Many individuals in the Lafayette community have access to information during the course of their work that must be protected.

Such information includes, but is not limited to:

  • Personal information (e.g., social security numbers, dates of birth, student records, and financial aid data).
  • Proprietary information (e.g., College financial data and donor information).
  • Regulated information, the disclosure of which is subject to regulatory compliance (including FERPA and GLBA).
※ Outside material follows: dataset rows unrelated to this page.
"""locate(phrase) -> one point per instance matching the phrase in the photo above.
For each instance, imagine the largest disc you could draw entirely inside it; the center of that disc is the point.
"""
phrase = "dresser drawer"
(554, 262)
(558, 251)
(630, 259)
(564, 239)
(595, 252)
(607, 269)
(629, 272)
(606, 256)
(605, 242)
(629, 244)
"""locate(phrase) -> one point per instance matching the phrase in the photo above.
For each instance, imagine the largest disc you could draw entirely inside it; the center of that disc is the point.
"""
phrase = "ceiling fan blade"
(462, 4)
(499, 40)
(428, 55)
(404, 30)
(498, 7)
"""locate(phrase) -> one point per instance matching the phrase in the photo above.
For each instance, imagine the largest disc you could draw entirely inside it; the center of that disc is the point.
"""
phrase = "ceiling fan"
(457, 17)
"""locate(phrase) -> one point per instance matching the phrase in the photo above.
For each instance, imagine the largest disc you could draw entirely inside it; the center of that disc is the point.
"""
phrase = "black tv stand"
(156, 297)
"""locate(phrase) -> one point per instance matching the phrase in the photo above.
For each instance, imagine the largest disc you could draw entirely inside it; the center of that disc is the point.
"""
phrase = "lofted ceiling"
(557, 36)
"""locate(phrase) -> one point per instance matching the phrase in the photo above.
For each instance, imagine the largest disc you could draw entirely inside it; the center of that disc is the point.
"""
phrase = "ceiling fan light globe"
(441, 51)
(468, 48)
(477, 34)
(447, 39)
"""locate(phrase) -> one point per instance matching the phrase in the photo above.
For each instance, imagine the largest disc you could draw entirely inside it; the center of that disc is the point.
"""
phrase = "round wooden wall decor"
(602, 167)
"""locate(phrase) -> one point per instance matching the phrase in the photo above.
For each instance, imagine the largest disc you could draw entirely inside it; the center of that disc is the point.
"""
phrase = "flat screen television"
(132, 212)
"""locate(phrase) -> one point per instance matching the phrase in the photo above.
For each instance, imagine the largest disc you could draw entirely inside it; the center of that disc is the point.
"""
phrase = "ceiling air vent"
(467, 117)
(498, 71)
This policy establishes specific requirements for handling sensitive digital information at Lafayette College. As with other College policies, violation of the Data Stewardship Policy can result in disciplinary action.

Scope

This policy applies to all employees and students of Lafayette College, as well as temporary workers, consultants, vendors, and any other parties that have a relationship with the College.

Policy

It is the obligation of everyone to protect the confidentiality of sensitive information, all of which may be released only when properly authorized. The following guidelines apply specifically to sensitive information in digital format:

  • Storage. Whenever technically feasible, sensitive information should be stored on network file space in restricted directories, not on an office computer or a removable storage device (e.g., USB key, CD, or DVD). If a computer must be used to store sensitive information, it must be in a secure location, and each individual authorized to use the computer should have a unique logon with a strong password. Sensitive information should not be stored on a laptop unless absolutely necessary. It should also not be stored in the Cloud using Google Docs, Dropbox, or any other service. For more guidance on how to use different storage options, see the article Options for Storing Data.
  • Backup. All sensitive information should be backed up, and backups should be stored on the network.
  • Mobile Devices. Special care must be taken when traveling with sensitive information on a portable device. Access to your laptop, PDA, or other mobile device should require a strong password where supported. Sensitive information should only be stored on mobile devices temporarily, and should be deleted when no longer needed.
  • Transmission. Sensitive information must be transferred only over secure media. If a medium is not secure (e.g., the Internet), mechanisms to secure the data must be used (e.g., unencrypted files transferred over a Virtual Private Network or encrypted files transferred over an insecure network).
  • Passwords. Users with access to sensitive information should use strong passwords for their Network IDs and Banner accounts, and change these passwords regularly.